In aspects, at generate answer option list operation 206, answer options associated with questions of a question-answer pair are generated. Answer choices may be generated based at least on answer portions of question-answer pairs. The task executor may present answer options and their corresponding questions for selection by the user. Having answer options enables answers to questions within a range of widths to be received from a user, thereby enabling the language model to generate accurate and consistent task-specific outputs.

Upon receiving one or more questions operation 208, method 200 receives one or more questions from the language model for display.
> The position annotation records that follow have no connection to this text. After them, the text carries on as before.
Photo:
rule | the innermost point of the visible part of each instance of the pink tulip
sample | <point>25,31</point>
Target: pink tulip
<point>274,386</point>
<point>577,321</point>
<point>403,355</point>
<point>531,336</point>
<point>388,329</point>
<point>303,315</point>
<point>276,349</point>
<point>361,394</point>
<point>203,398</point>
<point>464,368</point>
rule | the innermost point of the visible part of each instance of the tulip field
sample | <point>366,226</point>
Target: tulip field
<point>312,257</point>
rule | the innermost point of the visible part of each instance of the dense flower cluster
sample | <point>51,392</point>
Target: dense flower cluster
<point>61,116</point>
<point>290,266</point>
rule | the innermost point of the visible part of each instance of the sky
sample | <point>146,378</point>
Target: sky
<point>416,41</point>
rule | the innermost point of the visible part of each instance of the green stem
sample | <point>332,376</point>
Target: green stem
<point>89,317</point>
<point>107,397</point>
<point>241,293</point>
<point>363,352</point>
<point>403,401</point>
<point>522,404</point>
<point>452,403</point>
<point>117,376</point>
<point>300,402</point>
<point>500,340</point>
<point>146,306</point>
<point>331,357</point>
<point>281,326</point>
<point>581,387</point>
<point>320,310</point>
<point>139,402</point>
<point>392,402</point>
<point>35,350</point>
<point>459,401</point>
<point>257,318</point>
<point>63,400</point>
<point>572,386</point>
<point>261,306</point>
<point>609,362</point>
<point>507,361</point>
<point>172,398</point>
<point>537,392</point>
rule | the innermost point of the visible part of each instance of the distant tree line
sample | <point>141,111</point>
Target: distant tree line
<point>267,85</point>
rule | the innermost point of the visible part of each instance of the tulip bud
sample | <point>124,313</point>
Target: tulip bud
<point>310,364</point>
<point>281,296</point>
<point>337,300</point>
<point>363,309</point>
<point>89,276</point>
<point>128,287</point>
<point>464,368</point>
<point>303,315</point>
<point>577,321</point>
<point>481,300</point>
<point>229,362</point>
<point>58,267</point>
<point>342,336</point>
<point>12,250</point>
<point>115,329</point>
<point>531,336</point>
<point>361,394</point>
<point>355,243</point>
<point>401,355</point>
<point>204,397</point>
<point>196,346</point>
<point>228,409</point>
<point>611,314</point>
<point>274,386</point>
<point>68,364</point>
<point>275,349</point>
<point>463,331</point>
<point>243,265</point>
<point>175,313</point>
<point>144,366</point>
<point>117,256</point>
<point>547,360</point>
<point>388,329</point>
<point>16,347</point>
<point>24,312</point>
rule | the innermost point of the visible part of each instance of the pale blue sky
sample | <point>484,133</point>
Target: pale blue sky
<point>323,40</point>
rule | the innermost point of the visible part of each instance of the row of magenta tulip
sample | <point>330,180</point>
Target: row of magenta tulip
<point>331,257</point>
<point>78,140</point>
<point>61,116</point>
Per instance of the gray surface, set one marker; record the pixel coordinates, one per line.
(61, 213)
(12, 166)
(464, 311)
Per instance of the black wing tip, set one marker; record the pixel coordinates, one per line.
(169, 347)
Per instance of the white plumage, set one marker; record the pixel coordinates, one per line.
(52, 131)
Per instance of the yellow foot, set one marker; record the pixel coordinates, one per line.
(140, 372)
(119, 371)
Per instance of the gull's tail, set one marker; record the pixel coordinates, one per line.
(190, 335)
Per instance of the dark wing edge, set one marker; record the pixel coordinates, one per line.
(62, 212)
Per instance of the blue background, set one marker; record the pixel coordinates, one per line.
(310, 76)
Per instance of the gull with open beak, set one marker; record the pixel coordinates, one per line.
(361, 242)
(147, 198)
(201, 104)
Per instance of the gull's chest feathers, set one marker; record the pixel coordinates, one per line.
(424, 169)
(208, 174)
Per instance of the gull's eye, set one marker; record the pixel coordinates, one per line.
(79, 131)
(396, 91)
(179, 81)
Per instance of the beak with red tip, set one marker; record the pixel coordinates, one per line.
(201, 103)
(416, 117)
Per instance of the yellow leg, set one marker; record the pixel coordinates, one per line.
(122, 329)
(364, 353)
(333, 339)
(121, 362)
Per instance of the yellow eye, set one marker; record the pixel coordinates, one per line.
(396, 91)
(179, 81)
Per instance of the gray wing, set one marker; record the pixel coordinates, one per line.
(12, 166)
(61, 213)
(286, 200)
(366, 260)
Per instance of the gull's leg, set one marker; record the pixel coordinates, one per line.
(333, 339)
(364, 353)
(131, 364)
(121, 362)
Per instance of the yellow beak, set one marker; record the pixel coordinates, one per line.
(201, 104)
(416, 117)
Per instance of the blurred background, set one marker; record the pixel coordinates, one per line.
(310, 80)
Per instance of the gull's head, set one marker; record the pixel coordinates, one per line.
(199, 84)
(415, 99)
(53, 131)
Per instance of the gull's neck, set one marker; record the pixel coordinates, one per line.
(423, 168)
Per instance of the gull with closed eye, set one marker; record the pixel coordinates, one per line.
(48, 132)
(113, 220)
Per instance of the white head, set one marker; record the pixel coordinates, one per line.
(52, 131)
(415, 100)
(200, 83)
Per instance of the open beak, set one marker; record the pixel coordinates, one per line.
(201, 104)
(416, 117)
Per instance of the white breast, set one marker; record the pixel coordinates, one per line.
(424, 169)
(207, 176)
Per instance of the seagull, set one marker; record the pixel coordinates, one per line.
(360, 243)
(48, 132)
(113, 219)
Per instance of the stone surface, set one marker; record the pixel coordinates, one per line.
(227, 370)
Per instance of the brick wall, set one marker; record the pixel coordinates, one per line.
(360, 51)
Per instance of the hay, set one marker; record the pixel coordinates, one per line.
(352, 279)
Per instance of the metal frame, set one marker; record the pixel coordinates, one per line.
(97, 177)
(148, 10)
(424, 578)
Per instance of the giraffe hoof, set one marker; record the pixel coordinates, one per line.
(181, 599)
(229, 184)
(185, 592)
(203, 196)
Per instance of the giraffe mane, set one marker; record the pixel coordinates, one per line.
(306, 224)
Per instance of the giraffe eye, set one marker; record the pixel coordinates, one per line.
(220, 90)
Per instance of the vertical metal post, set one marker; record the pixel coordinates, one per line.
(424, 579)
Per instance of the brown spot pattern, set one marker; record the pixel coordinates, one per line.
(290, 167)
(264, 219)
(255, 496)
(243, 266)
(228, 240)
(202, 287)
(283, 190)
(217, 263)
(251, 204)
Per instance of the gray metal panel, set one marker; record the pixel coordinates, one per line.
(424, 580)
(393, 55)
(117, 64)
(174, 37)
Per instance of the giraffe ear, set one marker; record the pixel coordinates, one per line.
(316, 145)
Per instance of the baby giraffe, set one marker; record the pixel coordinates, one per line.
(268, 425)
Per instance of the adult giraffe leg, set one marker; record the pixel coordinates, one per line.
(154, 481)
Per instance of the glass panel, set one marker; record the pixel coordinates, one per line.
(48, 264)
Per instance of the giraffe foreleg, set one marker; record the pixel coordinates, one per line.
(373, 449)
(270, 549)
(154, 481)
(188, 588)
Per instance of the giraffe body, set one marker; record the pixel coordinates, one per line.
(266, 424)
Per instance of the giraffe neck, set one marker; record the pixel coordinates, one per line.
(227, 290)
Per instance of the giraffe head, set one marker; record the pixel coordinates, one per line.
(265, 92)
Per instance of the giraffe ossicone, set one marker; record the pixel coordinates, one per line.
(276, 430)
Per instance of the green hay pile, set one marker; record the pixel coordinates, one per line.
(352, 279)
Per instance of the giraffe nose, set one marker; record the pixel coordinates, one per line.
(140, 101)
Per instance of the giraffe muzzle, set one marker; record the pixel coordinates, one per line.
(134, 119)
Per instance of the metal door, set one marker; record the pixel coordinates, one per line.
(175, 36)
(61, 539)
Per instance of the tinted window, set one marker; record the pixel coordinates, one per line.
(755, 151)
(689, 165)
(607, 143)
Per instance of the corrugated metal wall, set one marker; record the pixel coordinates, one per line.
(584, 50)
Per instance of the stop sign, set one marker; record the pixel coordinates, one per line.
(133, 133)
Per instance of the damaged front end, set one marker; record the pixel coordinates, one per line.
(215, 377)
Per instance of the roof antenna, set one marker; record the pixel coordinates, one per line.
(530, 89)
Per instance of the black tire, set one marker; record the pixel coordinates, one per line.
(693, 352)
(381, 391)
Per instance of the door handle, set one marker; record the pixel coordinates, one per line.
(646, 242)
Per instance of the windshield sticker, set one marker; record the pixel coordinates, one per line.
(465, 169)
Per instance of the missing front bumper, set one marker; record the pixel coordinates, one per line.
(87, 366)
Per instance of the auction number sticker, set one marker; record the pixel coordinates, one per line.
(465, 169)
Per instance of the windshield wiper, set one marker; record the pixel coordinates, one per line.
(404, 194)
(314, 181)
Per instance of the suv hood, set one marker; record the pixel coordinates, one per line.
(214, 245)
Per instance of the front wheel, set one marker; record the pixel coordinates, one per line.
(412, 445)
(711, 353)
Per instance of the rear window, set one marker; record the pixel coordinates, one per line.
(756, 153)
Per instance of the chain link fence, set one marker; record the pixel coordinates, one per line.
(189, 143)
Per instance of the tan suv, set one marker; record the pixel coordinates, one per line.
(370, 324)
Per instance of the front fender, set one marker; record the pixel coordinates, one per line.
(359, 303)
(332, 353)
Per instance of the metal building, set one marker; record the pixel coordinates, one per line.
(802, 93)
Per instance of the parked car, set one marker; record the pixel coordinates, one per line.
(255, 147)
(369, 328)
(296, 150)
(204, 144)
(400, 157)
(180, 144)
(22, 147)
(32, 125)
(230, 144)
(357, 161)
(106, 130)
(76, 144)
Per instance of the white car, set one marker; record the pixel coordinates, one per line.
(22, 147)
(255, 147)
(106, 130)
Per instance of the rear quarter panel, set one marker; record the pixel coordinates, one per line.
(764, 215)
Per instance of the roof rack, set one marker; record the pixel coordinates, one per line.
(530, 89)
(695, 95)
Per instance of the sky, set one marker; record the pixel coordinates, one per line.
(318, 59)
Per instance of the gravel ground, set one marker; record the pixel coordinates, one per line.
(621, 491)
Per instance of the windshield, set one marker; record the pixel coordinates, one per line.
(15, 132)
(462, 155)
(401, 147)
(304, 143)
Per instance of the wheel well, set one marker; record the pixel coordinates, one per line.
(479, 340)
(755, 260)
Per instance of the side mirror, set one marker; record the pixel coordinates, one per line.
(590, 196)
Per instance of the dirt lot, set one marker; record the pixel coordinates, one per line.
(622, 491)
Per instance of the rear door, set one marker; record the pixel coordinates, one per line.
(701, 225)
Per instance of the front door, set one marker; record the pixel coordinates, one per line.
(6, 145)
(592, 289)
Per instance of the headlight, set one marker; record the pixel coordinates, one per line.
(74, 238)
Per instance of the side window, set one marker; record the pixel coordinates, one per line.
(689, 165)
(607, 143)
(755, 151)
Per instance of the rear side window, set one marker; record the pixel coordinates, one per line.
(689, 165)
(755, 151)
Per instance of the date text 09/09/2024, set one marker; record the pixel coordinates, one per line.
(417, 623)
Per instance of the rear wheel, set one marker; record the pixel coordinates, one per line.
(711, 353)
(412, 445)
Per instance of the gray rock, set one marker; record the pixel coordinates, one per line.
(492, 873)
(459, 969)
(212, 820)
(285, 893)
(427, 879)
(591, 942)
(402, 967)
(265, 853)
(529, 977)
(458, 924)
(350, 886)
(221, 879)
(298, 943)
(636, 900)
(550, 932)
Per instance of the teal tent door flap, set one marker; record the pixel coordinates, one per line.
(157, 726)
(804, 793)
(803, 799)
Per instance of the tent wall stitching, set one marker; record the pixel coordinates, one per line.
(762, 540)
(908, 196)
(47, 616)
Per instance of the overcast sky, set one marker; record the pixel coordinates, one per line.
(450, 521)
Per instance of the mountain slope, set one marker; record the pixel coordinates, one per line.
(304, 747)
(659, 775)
In aspects, the one or more questions operation 208 also receives the list of answer options for the one or more questions generated by the generate answer options list operation 206.

At a display questions operation 210, one or more question prompts including the question are displayed to the user via the client computing device. Turning now to FIG. 4A, an exemplary user interface 400A is provided that illustrates a question prompt that may be generated at generate questions operation 204 and displayed at display questions operation 208. In the exemplary user interface 400A, a task request to generate a wedding invitation is received. Based on the exemplary task request, a series of related questions are generated and displayed in the user interface 400A.

Returning to FIG. 1, flow continues to receive answers operation 212, where method 200 receives answers to questions in response to displaying one or more question prompts associated with a task. In one example, the answer may be received via user input entered into a user interface. For example, turning now to FIG. 4B, an exemplary user interface 400B is shown in which answer question prompts may be received. As shown in user interface 400B, a text-based answer is received via user interface 400B in response to displaying the task related question prompt. Returning again to FIG. 1, the received answers are aggregated by the device performing the method 200 to generate a task-specific output. In some examples, the received answer may be validated. That is, the received answer may be compared to the expected type of information to determine if the answer is relevant to the question prompt. If not, the user may be prompted again to answer the question until a relevant answer is received. Alternatively or additionally, if no relevant answer is received, the answer may be discarded such that it is not used to perform the requested task.

Upon receiving answers to the question prompts, flow continues with an operation 214 of generating a revised list of question-answer pairs, wherein a set of question-answer pairs is generated based on the questions posed to the user and the answers to the questions received from the user. In various aspects, the problem is substantially the same as the problem generated by the language model. The answers generated by the language model have been replaced with answers received from the user to generate a revised set of question-answer pairs.

Upon generating the revised list of question-answer pairs, flow continues to generate task-specific output operation 216, where the revised list of question-answer pairs is used to generate task-specific output based on the requested task. In one example, the received answer is provided to a machine learning model. Alternatively or additionally, the machine learning model may also receive task related parameters from the task request received at operation 202. In one example, the same machine learning model used to generate the question prompts may receive answers. Alternatively, a different machine learning model trained to perform a particular task may be used at operation 216. In response to receiving the answer, a task-specific output is generated.

The task-specific output may be expanded upon receipt of the answer to add additional content not specified by the user when generating the task-specific output. For example, turning to FIG. 4C, an exemplary user interface 400C is provided that displays task-specific output in response to receiving an answer. As shown in user interface 400C, text for the wedding invitation is generated based on the received answer. The wedding invitation text generated by the machine learning model includes additional content whereby answers received in response to the question prompt are converted to requested task-specific output (e.g., wedding invitation in the depicted example).

At receiving the task-specific output 218, the task-specific output is received by a task processor. For example, the receive task-specific output 218 receives text data representing a wedding invitation.

Additionally or alternatively, the language model may generate (222) additional questions for refining the task-specific output and send the additional questions for requesting further answers from the user.

Additionally or alternatively, the language model may receive (224) user feedback regarding the task-specific output for the user's desired modification. Feedback may be in the form of instructions or additional answers to the questions. Additionally or alternatively, the language model may revise (226) the task-specific output based on answers to additional questions and/or user feedback.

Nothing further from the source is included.